For RAG applications, LlamaIndex provides more out-of-the-box options and better defaults. LlamaIndex offers multiple index types (vector store, summary, knowledge graph, keyword), hybrid search combining dense and sparse retrieval, node post-processors for reranking, and sub-question query engines for complex multi-hop questions. LangChain can accomplish the same results but typically requires more explicit configuration and custom code. If RAG quality is your primary concern, LlamaIndex's purpose-built abstractions will save you significant engineering time.

Agent Capabilities

LangChain has a more mature agent ecosystem through LangGraph, which provides graph-based orchestration for complex multi-step agent workflows. LangGraph is particularly well-suited for workflows where the execution path is conditional or where multiple agents need to coordinate. LlamaIndex has added agent capabilities in recent versions with QueryPipelineAgent and multi-agent support, but LangGraph remains more powerful for complex orchestration scenarios. If agents are a significant part of your application, LangChain's ecosystem has a meaningful advantage.

Version Stability and Migration

Both frameworks have undergone major refactors that required migration work from existing users. LangChain's v0.1 → v0.2 → v0.3 progression introduced breaking changes in the chain and retriever APIs. LlamaIndex's v0.10 (LlamaIndex Core) was a comprehensive redesign that changed import paths and many core APIs. When evaluating either framework, check the current major version's documentation and plan for the possibility of future breaking changes in a fast-moving ecosystem.
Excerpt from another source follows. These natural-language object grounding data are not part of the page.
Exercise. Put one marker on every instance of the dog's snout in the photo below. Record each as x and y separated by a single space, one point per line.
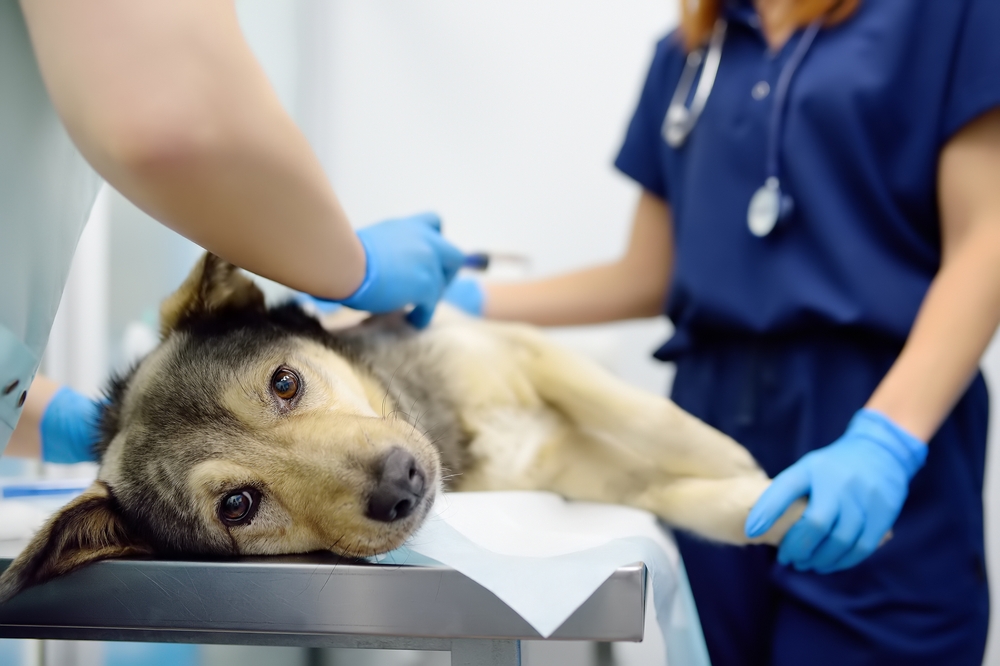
399 488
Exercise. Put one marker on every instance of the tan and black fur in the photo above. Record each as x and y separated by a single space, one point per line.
378 408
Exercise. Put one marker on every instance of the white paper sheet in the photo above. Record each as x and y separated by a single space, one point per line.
544 556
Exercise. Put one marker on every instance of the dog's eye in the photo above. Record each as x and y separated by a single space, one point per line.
239 506
285 383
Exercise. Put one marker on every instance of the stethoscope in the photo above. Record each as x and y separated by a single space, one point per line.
769 204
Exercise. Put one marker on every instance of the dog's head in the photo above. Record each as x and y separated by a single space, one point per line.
248 431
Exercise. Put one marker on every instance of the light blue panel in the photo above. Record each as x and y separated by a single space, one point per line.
13 652
150 654
10 466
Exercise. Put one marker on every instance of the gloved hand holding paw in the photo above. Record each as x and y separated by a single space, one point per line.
466 294
856 488
69 428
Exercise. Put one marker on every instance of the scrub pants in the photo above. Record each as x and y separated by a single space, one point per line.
921 598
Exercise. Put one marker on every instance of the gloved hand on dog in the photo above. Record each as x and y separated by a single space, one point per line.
69 427
466 294
408 263
856 488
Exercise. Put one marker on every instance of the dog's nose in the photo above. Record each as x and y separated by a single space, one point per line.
399 489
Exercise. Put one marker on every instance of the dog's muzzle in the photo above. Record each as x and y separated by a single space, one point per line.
400 487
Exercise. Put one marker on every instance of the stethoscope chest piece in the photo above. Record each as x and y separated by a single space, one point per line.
767 207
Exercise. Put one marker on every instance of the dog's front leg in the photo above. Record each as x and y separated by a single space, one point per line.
701 480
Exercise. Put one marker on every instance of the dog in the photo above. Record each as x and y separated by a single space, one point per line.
256 431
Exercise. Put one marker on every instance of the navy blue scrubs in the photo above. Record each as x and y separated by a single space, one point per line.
781 339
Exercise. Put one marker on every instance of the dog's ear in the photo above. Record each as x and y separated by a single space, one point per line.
213 285
88 529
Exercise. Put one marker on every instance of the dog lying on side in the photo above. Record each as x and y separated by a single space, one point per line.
255 431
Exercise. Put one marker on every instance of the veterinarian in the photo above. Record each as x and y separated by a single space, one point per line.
166 102
824 231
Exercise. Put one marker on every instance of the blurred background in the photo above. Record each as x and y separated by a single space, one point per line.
503 117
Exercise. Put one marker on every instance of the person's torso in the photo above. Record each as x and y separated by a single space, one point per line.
864 122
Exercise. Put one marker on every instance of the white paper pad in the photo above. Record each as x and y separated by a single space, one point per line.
544 556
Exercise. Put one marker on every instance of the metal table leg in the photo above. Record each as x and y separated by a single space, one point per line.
485 653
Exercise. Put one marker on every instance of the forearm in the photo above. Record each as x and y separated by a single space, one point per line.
955 324
962 308
167 102
26 440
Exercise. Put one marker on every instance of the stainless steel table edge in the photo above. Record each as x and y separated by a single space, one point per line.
300 601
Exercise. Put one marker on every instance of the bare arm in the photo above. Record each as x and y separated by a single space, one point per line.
167 102
26 441
962 308
634 286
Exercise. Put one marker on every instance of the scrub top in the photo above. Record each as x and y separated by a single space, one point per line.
867 113
46 193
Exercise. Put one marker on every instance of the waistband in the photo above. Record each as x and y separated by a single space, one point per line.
686 341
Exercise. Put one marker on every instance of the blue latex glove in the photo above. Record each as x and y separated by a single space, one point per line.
69 428
466 294
408 263
856 488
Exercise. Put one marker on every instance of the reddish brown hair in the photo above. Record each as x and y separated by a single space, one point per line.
698 18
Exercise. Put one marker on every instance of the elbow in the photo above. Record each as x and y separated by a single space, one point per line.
138 144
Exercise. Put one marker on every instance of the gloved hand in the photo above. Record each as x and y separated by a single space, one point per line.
466 294
408 263
69 428
856 488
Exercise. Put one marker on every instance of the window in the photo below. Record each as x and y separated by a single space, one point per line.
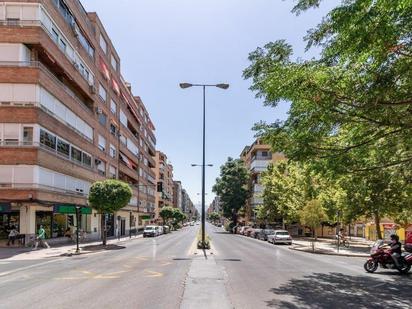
102 143
123 118
76 155
102 119
62 45
102 93
112 151
103 44
27 135
113 129
101 168
47 139
114 63
113 107
63 148
87 159
112 171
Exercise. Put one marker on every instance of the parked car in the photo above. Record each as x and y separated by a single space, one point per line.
151 231
255 232
248 231
280 236
263 235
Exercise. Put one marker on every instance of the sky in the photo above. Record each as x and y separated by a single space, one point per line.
162 43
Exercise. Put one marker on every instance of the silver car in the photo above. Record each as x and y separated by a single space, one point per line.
280 236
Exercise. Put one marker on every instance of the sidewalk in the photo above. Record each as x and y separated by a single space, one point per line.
359 247
205 283
19 253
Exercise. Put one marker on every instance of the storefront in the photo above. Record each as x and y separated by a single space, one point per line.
9 217
62 217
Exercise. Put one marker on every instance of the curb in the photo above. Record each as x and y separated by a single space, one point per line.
331 253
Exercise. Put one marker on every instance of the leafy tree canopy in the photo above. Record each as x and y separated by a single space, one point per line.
232 187
109 195
351 109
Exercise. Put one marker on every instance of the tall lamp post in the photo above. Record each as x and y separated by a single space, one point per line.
221 86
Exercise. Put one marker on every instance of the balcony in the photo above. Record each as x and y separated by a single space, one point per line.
259 165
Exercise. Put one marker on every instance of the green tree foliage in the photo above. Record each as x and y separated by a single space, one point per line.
214 217
109 196
232 187
166 213
350 119
178 217
312 215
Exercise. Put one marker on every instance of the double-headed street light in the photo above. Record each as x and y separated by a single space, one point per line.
221 86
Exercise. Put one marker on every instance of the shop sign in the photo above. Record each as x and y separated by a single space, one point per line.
5 207
70 209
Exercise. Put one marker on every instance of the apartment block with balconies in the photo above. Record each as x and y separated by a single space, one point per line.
67 119
164 177
257 158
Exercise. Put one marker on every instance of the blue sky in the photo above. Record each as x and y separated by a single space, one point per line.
164 42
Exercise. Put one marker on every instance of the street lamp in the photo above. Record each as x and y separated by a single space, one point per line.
77 228
221 86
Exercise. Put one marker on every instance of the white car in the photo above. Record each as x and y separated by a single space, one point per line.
280 236
151 231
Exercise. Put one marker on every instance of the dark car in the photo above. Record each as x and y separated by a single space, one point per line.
263 235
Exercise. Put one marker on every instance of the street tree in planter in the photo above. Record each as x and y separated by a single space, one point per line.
166 213
232 187
109 196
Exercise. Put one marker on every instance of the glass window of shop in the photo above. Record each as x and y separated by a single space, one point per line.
7 221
Frequently Asked Questions

Should I use LangChain or LlamaIndex for RAG?
LlamaIndex is generally the better choice for RAG-focused applications. Its index types, query engines, and retrieval abstractions are purpose-built for this use case. LangChain can do RAG well, but requires more custom code to achieve the same quality. Use LangChain if you need RAG as one component of a larger application with many integrations.
Can I use LangChain and LlamaIndex together?
Yes, they're complementary. A common pattern is to use LlamaIndex for the data ingestion and retrieval layer, then pass retrieved context to LangChain chains or agents for downstream processing. The frameworks are designed to interoperate and both support standard Python patterns.
Is LlamaIndex easier to learn than LangChain?
LlamaIndex is often considered easier to learn for RAG-specific tasks because its abstractions map directly to the problem domain (index, query, retrieve). LangChain's broader scope means more concepts to understand upfront. For developers building document Q&A systems, LlamaIndex's quickstart path is more direct.
Which has better documentation?
Both have extensive documentation. LangChain benefits from having the largest community, which means more third-party tutorials and Stack Overflow answers. LlamaIndex's official documentation is well-organized around use cases. For beginner developers, LangChain's community resources provide more learning paths; for deep RAG work, LlamaIndex's official docs are more specialized and thorough.
Are LangChain and LlamaIndex free?
Both core libraries are MIT-licensed and free to use. LangSmith (LangChain's observability platform) and LlamaCloud (LlamaIndex's cloud service) have paid tiers. The underlying LLM API costs (OpenAI, Anthropic, etc.) are separate and apply regardless of which framework you use.